The key takeaway this week was fatigue and performance. I have not seen any large gains, but I did not regress, which is a fantastic outcome during the early stages of this program. The combination of both climbing and strength training is quite demanding, and my body certainly felt it. However, after the first week where I was doing this, where i set my baseline, I was barely able to walk and last week I was mostly able to function as normal. The only exception to this has been my fingers, which have been struggling to recover between a climb than a lift. Perhaps using wraps or chalk will help me for this problem, I will do a test this week.

Free Inquiry Introduction

For my free inquiry this semester I have planned to track my climbing performance and my workout performance and describe my journey through both.

Introduction

I chose this topic as I have been climbing for a long time, but have plateaued at a certain difficulty of climb, specifically V4 for bouldering (my main kind of climbing). I wanted to improve my climbing, and so I reached out to a friend who is a PHD candidate in Strength and Conditioning, and a professional strength coach for Canadian national teams. He advised me on several types of workouts that I could do to improve my climbing performance. So, my main goals for this semester are to “send” a V6 & a 5.10C climb, lift 750lbs between squat, bench press, and deadlift, and to lose 10 pounds. This is an ambitious goal, but I believe that I will be able to achieve it if I keep to my schedule.

My Starting Stats

Climbing: I have been climbing much more frequently than working out, so I am able to flash V4 boulders and 5.10a top rope climbs.

Gym Stats: I have been advised to not try and hit my maximum right at the beginning, as that could lead to injury and so I have recorded my baseline.

  • Squat: 5x185lbs
  • Bench Press: 5x135lbs
  • Deadlift: 5x275lbs

Total: 600lbs

The Routine

For the routine I have decided on going climbing twice a week and strength training twice a week.

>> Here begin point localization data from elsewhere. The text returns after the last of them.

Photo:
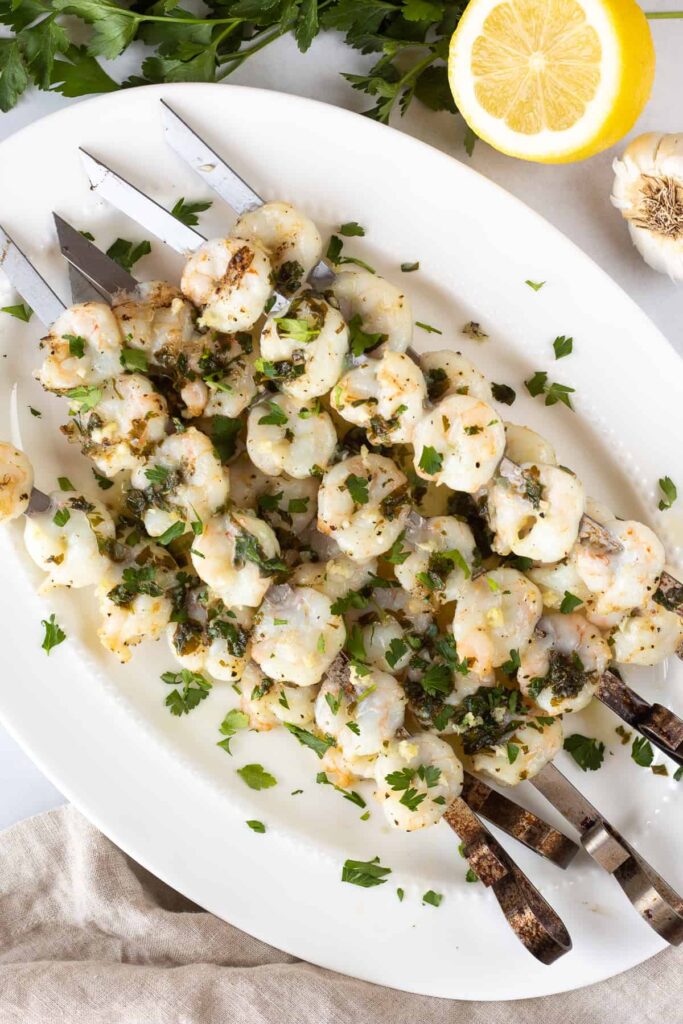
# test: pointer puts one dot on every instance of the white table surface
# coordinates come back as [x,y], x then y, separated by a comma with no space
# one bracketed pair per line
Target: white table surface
[574,198]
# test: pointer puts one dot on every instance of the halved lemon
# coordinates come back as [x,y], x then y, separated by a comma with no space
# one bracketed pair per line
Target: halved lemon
[551,80]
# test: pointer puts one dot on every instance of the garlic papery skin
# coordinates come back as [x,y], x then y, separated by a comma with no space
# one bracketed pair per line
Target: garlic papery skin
[648,190]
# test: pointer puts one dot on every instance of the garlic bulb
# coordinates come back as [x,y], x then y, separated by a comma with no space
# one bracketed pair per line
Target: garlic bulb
[648,190]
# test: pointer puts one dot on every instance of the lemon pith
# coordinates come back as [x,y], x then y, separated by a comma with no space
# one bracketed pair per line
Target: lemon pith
[551,80]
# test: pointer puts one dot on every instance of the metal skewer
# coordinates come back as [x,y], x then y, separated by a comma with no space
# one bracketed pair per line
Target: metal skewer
[652,897]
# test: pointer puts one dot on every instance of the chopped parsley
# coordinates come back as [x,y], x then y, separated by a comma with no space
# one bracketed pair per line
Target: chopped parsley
[19,311]
[351,228]
[668,488]
[428,328]
[54,635]
[256,777]
[538,384]
[233,721]
[503,393]
[195,688]
[317,743]
[187,212]
[357,488]
[587,752]
[434,899]
[366,873]
[361,341]
[569,602]
[430,460]
[275,417]
[562,346]
[642,752]
[134,359]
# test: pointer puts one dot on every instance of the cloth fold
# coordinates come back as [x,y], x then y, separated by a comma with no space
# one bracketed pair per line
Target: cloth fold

This lets me balance my school work, social life, as well as providing workable amounts of time for achieving my goals.

Climbing: I plan on climbing twice a week minimum, with Tuesday and Thursday being my dedicated climbing days. There is also the option of adding Saturday as a climbing day, depending on school workload and soreness. I plan on climbing for 1.5 hours each session, with Tuesday dedicated to bouldering and Thursday doing a mix of bouldering and top rope climbing. Saturdays would be a more social climb, and so would be 2-2.5 hours depending.

Gym: For the gym, I will go on Wednesdays and Fridays, as I have no class Wednesday and Friday I have no class in the afternoon. Both sessions will take roughly 1.5 hours as well, Wednesday I will do a mix of exercises, but will start with Squats, Bench Press, and Deadlifts which are the trackers I am using. Friday I will do a mix of lower weight exercises, including biking for my cardio and weight loss, and core exercises.

Ed Tech Elements

As a part of this assignment, I will also start to film myself in attempts on harder boulder problems as well as a weekly video of one type of lift. These videos serve two purposes: First, to observe myself and to help me adjust form, and technique & Second, to keep myself accountable to posting once a week.

Additionally, I will be taking my friend’s professional advice for what lifts and exercises to do, and post any new exercises to the blog, detailing why I have added them to my routine. Below are a few videos, one detailing the basics of bouldering, and one detailing the basic form for the lifts I will be doing to begin. Personally, I did not follow the lifting videos, I had my friend coach me but they provide a good visual guide for those that do not know what the lifts consist of.

Casually Explained is a very popular youtuber, with over 4 million subscribers. He also happens to climb at our local gym, CragX downtown. This is not a perfect introduction, but I thought it was fun.